Later on King Day, Trump held a rally where he signed the first stack of executive orders, including a blanket rescission of many of former President Joe Biden’s executive orders, including at least 15 that advanced diversity, equity, and inclusion. Later, Trump signed a much broader order calling for the termination of all “illegal DEI and ‘diversity, equity, inclusion, and accessibility’ (DEIA) mandates, policies, programs, preferences, and activities in the Federal Government,” and to “terminate, to the maximum extent allowed by law, all DEI, DEIA, and ‘environmental justice’ offices and positions.”
The “A” in DEIA stands for “accessible,” thus extending Trump’s war on fellow citizens to include the disabled.
Sharpton and other speakers invoked not only Martin Luther King Jr. and Rosa Parks, but the whole sweep of history, from the first arrival of enslaved Africans in 1619, to Frederick Douglass, to the role of freed slaves fighting in the Civil War, through the protests in 2020 following the police killing of George Floyd.

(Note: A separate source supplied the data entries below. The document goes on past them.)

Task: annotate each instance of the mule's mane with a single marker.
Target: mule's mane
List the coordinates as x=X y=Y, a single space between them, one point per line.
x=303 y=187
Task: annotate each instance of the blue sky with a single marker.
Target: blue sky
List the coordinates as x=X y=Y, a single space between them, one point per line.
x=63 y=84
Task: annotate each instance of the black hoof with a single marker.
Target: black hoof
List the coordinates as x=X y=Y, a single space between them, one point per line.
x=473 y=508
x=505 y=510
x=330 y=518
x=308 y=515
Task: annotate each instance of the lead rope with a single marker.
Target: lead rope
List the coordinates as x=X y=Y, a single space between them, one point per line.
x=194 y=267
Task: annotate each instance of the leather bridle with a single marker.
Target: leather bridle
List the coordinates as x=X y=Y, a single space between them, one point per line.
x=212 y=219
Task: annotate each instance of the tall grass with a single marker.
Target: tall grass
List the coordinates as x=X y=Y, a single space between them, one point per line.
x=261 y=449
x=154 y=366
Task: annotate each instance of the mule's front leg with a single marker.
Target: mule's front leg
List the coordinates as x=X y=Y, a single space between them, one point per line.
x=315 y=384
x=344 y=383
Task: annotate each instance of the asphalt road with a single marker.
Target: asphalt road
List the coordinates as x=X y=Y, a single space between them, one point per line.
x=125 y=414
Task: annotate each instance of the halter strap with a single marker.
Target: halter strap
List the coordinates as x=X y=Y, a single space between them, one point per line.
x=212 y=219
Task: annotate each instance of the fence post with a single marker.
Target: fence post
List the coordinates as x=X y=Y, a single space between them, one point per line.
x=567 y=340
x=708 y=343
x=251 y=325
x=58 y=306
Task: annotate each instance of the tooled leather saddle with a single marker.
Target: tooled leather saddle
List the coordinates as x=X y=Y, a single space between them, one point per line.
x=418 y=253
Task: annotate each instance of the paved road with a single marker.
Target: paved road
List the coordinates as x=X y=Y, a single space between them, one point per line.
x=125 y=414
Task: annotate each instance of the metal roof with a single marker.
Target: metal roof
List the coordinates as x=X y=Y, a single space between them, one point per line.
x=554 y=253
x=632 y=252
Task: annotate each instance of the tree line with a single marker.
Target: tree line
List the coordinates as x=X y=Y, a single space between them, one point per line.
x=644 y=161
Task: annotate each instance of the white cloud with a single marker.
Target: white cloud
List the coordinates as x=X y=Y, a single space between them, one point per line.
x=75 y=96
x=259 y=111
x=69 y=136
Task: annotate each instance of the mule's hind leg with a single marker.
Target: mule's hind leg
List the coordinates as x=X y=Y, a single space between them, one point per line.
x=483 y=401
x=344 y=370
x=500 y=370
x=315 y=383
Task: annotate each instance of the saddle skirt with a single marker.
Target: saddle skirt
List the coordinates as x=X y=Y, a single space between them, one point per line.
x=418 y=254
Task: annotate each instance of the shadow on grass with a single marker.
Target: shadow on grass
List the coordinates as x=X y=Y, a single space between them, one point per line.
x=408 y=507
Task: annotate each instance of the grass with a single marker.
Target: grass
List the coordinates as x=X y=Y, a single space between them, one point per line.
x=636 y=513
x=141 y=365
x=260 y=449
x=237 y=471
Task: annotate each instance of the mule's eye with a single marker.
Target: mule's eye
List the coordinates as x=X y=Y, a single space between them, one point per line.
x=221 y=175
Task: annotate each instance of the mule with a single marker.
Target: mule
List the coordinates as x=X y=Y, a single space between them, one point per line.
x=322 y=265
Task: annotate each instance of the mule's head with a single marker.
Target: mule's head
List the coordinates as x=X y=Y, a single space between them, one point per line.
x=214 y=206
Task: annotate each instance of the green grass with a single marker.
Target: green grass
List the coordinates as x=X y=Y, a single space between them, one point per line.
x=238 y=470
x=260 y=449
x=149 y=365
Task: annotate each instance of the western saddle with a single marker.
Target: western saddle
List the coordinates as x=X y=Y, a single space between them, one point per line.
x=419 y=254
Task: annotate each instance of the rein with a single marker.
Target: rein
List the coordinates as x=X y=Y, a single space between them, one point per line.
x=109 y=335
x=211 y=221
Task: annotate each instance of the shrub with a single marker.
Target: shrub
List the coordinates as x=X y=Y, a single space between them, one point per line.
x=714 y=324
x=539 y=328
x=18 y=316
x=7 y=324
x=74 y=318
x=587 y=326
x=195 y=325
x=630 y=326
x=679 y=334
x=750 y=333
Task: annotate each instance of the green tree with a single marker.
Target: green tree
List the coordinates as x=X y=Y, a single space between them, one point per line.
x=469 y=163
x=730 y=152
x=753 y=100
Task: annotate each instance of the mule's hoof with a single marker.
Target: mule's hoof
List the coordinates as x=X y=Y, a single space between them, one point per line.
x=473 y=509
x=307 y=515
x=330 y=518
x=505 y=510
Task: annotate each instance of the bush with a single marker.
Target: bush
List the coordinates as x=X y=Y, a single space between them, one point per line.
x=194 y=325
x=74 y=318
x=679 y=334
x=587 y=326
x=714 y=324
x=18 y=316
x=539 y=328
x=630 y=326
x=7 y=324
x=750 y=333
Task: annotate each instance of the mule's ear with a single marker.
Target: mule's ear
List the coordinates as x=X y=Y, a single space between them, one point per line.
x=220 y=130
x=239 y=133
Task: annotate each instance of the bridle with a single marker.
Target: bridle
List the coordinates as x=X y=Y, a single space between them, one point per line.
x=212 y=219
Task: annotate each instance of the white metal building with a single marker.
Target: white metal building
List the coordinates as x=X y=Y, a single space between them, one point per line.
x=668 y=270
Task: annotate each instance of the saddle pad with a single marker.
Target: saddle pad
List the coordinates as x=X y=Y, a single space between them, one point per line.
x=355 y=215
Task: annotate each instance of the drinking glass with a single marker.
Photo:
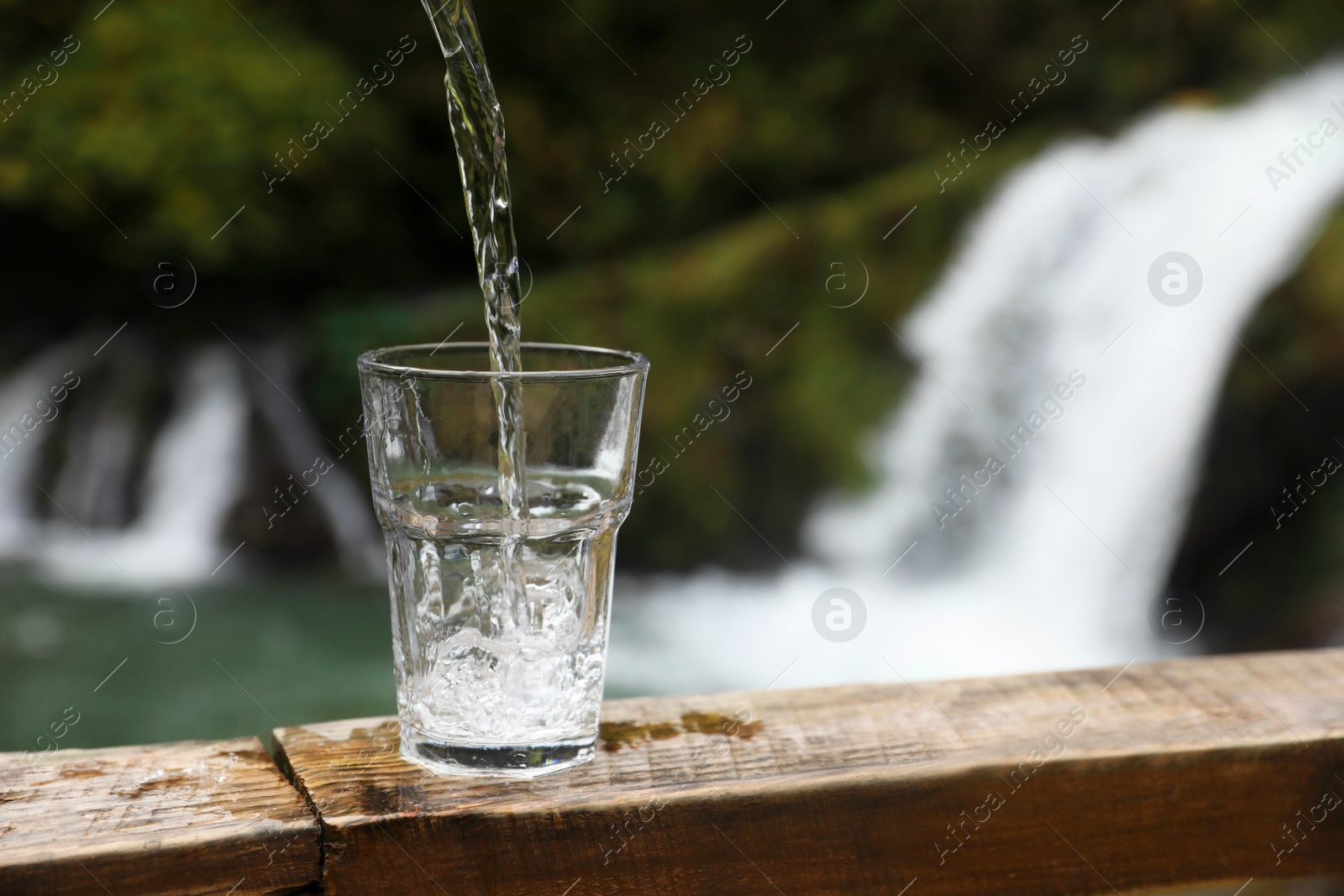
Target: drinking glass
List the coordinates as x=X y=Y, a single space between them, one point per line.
x=499 y=620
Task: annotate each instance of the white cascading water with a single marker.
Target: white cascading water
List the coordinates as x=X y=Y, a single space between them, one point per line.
x=1053 y=563
x=20 y=458
x=195 y=472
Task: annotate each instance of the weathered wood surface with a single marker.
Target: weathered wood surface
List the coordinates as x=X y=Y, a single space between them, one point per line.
x=1178 y=773
x=183 y=819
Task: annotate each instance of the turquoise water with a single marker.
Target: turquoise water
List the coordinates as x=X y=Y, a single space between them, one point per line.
x=260 y=656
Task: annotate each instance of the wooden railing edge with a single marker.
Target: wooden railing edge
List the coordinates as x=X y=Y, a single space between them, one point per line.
x=1191 y=772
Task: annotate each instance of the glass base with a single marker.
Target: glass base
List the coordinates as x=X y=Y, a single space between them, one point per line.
x=523 y=761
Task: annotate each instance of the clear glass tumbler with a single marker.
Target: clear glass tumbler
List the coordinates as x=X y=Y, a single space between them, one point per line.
x=499 y=621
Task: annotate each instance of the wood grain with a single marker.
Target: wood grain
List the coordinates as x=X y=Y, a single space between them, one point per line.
x=183 y=819
x=1189 y=772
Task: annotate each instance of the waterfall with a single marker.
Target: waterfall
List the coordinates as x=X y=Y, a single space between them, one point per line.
x=192 y=481
x=343 y=503
x=1062 y=344
x=20 y=452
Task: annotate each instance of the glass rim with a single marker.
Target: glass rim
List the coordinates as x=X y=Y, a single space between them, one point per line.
x=371 y=362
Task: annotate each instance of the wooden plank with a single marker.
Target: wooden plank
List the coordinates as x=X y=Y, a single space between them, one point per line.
x=1191 y=772
x=183 y=819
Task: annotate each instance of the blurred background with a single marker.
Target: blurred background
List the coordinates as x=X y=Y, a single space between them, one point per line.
x=907 y=238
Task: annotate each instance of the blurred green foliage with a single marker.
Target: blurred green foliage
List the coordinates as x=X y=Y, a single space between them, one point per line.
x=837 y=117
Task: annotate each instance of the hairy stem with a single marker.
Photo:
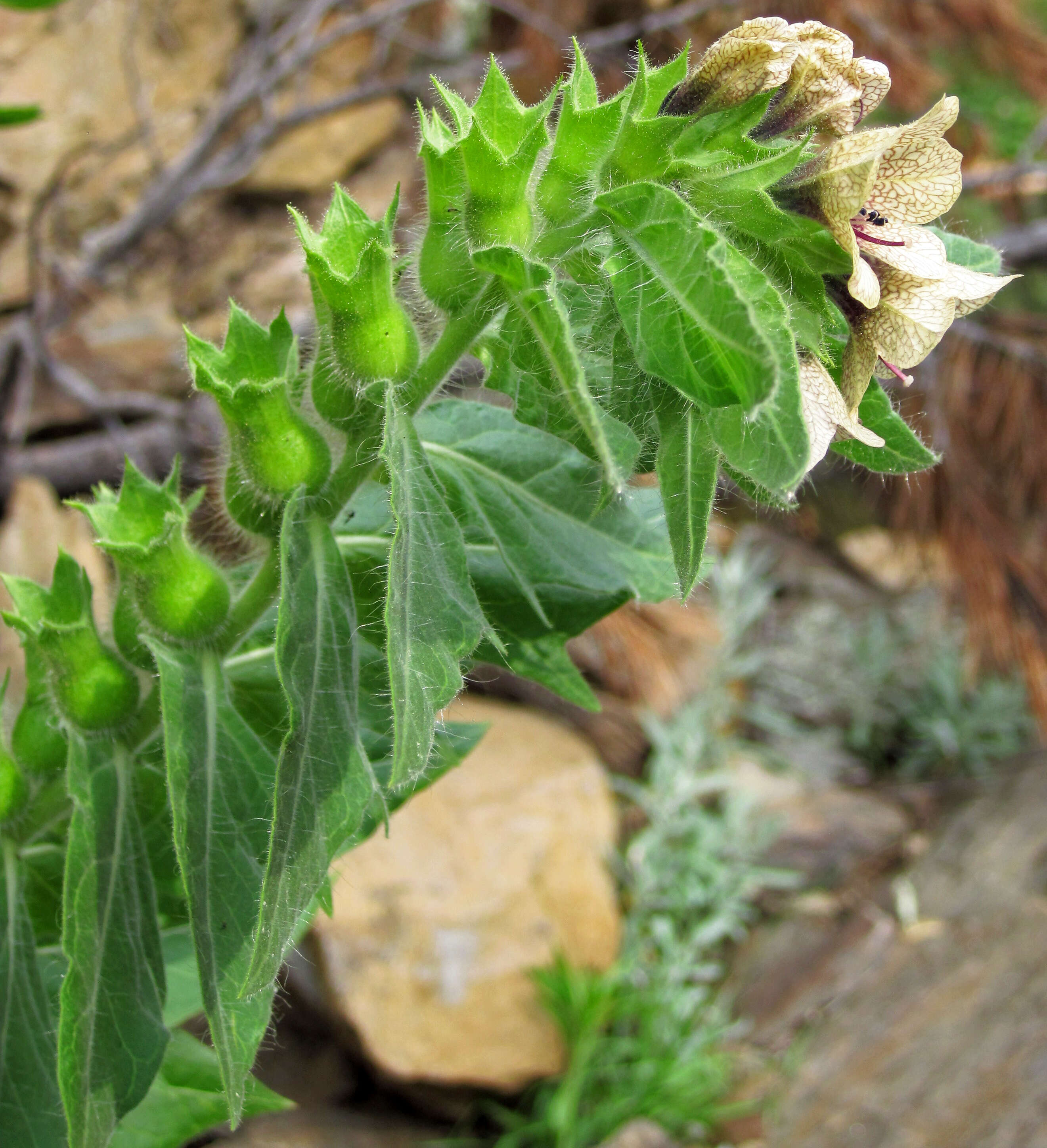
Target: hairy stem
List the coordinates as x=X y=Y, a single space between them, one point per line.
x=361 y=456
x=258 y=597
x=458 y=336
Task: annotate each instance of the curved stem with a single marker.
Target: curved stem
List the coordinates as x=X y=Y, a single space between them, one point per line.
x=456 y=339
x=361 y=457
x=258 y=597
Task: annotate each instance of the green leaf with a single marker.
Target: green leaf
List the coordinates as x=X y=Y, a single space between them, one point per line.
x=30 y=1104
x=533 y=292
x=758 y=494
x=453 y=743
x=188 y=1100
x=903 y=453
x=697 y=313
x=536 y=500
x=688 y=461
x=771 y=449
x=433 y=619
x=13 y=115
x=221 y=780
x=522 y=371
x=969 y=254
x=185 y=997
x=112 y=1035
x=324 y=779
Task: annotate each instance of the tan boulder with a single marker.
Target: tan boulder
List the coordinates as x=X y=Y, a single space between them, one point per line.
x=124 y=85
x=485 y=876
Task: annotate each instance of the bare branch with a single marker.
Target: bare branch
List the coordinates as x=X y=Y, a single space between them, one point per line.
x=653 y=22
x=1023 y=245
x=1007 y=180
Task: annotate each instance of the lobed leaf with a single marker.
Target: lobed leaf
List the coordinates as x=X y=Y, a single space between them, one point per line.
x=221 y=779
x=903 y=451
x=433 y=619
x=697 y=313
x=533 y=292
x=772 y=449
x=324 y=777
x=188 y=1099
x=30 y=1102
x=112 y=1036
x=536 y=500
x=688 y=462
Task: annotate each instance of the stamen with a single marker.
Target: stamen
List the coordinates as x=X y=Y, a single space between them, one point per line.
x=873 y=239
x=905 y=379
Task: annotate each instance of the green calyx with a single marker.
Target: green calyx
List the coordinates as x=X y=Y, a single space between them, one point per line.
x=274 y=448
x=498 y=141
x=445 y=269
x=350 y=262
x=37 y=740
x=599 y=146
x=180 y=593
x=92 y=688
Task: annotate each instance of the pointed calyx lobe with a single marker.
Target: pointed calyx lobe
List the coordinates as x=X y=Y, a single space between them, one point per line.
x=94 y=688
x=350 y=262
x=274 y=448
x=600 y=146
x=485 y=167
x=180 y=593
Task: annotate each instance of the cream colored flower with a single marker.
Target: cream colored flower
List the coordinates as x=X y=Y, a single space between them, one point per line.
x=905 y=175
x=826 y=414
x=909 y=321
x=755 y=58
x=828 y=90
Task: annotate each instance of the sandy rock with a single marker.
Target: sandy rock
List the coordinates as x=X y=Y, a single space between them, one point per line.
x=640 y=1133
x=34 y=529
x=74 y=62
x=332 y=1128
x=313 y=157
x=895 y=561
x=932 y=1033
x=101 y=68
x=484 y=877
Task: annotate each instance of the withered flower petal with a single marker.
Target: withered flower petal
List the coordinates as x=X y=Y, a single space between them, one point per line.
x=754 y=58
x=826 y=414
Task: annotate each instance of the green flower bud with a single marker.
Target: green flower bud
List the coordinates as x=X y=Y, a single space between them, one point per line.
x=247 y=509
x=499 y=140
x=350 y=262
x=599 y=146
x=445 y=269
x=178 y=592
x=38 y=743
x=14 y=790
x=126 y=625
x=274 y=448
x=91 y=687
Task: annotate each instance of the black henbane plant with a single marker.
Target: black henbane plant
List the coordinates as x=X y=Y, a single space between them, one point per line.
x=696 y=277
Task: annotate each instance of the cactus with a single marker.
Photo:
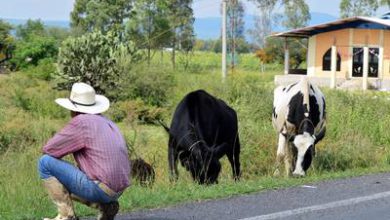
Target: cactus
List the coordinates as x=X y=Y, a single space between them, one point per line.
x=94 y=58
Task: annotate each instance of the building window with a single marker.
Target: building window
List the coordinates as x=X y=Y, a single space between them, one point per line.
x=326 y=60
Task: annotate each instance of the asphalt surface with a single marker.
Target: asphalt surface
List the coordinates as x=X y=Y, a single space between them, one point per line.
x=360 y=198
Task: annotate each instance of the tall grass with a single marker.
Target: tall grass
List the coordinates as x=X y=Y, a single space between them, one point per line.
x=357 y=140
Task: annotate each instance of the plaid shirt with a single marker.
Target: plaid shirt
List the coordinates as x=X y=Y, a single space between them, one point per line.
x=98 y=148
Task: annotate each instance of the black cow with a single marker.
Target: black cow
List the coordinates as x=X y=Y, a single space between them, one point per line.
x=203 y=130
x=299 y=117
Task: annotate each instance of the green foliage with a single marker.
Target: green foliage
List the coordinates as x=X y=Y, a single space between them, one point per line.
x=274 y=49
x=151 y=84
x=94 y=58
x=135 y=111
x=45 y=69
x=101 y=16
x=181 y=19
x=150 y=25
x=296 y=14
x=31 y=51
x=30 y=28
x=6 y=41
x=350 y=8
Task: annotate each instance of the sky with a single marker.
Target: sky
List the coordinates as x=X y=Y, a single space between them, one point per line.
x=60 y=9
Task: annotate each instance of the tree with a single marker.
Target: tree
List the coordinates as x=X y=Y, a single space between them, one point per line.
x=181 y=19
x=235 y=27
x=385 y=2
x=96 y=59
x=350 y=8
x=31 y=51
x=263 y=24
x=30 y=28
x=297 y=14
x=150 y=25
x=6 y=41
x=102 y=15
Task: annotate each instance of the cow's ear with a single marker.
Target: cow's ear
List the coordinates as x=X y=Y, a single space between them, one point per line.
x=320 y=135
x=220 y=150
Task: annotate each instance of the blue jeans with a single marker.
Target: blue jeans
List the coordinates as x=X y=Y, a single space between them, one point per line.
x=74 y=180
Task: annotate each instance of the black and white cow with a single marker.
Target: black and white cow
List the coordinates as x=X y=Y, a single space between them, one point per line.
x=203 y=130
x=299 y=117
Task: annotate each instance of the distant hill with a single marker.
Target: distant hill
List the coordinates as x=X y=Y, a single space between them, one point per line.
x=63 y=24
x=210 y=27
x=205 y=28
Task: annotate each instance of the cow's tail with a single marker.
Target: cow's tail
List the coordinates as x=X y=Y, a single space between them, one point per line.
x=306 y=94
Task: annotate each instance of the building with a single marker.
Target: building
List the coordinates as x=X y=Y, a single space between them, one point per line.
x=361 y=53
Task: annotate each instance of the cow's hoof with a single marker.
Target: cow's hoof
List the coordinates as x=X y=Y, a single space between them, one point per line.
x=277 y=173
x=298 y=175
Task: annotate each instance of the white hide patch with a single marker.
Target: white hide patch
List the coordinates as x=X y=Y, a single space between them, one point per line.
x=302 y=142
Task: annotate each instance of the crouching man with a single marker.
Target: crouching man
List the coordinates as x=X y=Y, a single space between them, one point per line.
x=98 y=148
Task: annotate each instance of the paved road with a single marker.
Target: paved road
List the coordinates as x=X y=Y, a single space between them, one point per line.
x=360 y=198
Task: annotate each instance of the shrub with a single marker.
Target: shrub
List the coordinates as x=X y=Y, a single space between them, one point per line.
x=135 y=110
x=44 y=70
x=93 y=58
x=31 y=51
x=151 y=84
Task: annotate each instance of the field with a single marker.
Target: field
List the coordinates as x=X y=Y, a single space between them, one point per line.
x=357 y=139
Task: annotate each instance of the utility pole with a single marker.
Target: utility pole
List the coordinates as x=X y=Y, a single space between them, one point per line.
x=224 y=73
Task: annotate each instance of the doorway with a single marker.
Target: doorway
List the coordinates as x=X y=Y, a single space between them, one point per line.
x=373 y=62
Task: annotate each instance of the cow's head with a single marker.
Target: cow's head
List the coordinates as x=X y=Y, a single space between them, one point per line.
x=304 y=150
x=203 y=162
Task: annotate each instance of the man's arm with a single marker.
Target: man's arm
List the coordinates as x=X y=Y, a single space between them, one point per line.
x=70 y=139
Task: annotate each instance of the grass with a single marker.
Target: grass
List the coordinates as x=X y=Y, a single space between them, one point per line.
x=357 y=140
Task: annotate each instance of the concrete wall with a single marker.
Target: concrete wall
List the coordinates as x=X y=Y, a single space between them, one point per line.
x=345 y=40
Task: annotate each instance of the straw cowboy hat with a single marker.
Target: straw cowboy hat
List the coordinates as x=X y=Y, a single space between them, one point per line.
x=83 y=99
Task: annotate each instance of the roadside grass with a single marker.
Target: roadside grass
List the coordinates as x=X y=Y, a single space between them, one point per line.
x=357 y=141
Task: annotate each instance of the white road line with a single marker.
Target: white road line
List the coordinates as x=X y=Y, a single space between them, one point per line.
x=313 y=208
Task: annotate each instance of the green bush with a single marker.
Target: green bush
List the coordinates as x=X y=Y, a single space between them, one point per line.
x=135 y=111
x=31 y=51
x=44 y=70
x=151 y=84
x=93 y=58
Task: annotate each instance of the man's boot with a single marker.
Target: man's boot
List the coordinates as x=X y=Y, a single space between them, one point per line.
x=61 y=198
x=108 y=211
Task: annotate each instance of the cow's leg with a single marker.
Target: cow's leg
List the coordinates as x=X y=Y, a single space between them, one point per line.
x=281 y=153
x=288 y=159
x=172 y=159
x=234 y=159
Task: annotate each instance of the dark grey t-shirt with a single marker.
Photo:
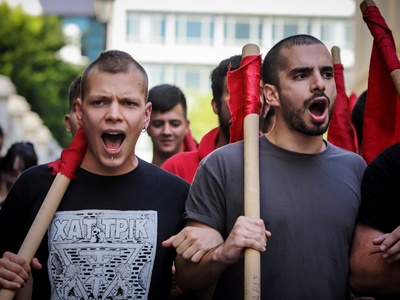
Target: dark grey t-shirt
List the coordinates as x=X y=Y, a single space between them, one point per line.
x=308 y=201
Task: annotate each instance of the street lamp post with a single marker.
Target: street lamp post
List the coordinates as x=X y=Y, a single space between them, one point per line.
x=103 y=9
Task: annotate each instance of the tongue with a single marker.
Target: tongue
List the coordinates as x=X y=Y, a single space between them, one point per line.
x=112 y=141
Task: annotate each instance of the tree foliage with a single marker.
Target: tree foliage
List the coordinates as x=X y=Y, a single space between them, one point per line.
x=28 y=55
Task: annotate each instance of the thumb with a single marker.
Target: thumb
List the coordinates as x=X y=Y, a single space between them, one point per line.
x=168 y=243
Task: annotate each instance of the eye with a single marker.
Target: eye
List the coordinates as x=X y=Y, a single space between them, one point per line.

Marc Morial, president of the National Urban League, convened an emergency “Demand Diversity” roundtable in Washington D.C. on Wednesday. While Trump was inaugurated on King Day, Morial pointed out that Trump is no king:
These executive orders are unlawful, they are unconstitutional, and they seek to do what we always suspected. This is not a monarchy. You can’t rule by decree or edict. This is a constitutional democracy… we have to remember this as we go into this very important battle.
Participants in the roundtable, representing over 20 national civil rights and human rights organizations, form the core of a coalition committed to fighting Trump’s agenda. The coalition is guided and inspired by the memory and the lessons of Martin Luther King Jr. Organize, boycott, resist. These are the struggles, ultimately, that history will remember as great.